Archibald Smith Plantation Home

Archibald Smith Plantation Home

Circa 1845

935 Alpharetta Street
Roswell, GA 30075
Phone:770-641-3978
Fax: 770-641-3974

Hidden among the trees in Historic Roswell, Georgia lies the elegant home constructed by one of the town’s founding fathers, Archibald Smith. In 1838, the Smith family and nearly 30 of their slaves left their two plantations in St. Marys, along the southern coast of Georgia, to make a new start with some 300 acres of cotton farmland north of the Roswell Town Square. What this well-to-do 19th Century farming family did not realize when they constructed their home was that it would be preserved by their descendants as an untouched treasure of southern history.

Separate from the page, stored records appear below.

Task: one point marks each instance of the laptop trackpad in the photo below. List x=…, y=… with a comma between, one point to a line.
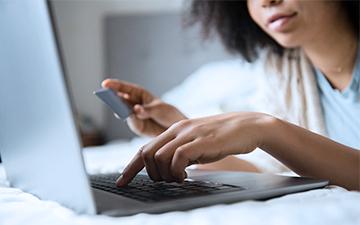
x=106, y=201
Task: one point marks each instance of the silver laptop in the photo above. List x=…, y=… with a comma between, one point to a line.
x=40, y=147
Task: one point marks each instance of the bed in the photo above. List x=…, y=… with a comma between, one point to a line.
x=331, y=205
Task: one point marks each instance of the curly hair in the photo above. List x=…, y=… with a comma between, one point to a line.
x=239, y=33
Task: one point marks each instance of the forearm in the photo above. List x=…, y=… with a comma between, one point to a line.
x=309, y=154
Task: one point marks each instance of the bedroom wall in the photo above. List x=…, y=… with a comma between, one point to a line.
x=92, y=38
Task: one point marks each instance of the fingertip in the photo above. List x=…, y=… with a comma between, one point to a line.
x=121, y=182
x=105, y=83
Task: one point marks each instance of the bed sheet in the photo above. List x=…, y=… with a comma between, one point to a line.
x=331, y=205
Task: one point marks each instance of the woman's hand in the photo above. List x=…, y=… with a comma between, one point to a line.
x=193, y=141
x=151, y=115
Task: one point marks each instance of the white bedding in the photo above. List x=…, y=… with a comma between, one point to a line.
x=333, y=205
x=199, y=95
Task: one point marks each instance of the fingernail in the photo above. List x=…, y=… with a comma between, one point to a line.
x=120, y=181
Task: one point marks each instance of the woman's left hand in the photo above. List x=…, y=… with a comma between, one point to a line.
x=201, y=140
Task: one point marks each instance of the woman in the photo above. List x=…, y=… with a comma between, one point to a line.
x=309, y=52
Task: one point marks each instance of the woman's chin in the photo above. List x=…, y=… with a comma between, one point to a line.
x=287, y=42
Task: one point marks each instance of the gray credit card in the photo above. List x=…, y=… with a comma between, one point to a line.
x=118, y=106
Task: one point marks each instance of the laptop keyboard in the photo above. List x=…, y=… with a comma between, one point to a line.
x=142, y=188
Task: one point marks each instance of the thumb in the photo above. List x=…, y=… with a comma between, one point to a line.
x=147, y=111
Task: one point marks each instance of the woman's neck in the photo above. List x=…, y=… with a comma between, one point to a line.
x=334, y=52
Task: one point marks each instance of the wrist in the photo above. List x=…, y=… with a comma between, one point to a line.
x=269, y=130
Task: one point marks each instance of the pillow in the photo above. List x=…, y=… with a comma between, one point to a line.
x=215, y=88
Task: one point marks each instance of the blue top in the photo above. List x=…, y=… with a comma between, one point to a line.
x=341, y=109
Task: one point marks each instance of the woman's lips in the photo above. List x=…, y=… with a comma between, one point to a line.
x=278, y=22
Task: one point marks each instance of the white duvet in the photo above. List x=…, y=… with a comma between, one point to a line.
x=332, y=205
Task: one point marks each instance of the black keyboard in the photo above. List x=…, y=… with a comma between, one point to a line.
x=142, y=188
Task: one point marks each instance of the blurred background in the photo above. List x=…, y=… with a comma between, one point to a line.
x=141, y=41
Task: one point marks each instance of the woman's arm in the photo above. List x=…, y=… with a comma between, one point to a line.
x=209, y=139
x=309, y=154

For over 150 years, the Smith’s Plantation Home has stood the test of time as The Civil War was brought to its front steps, and all around it, the small mill village of Roswell erupted into a bustling metropolitan suburb. Perfectly preserved are the Smiths two-story farm house, complete with outbuildings, including slave quarters, a cook house, corn crib, barn, carriage house, well, and spring house.

Three generations of the Archibald Smith family lived in this home and saved all of their belongings, large and small, important and trivial, broken or whole. The home and grounds have become one of the best examples of architectural, cultural, and historical interpretation found in the region.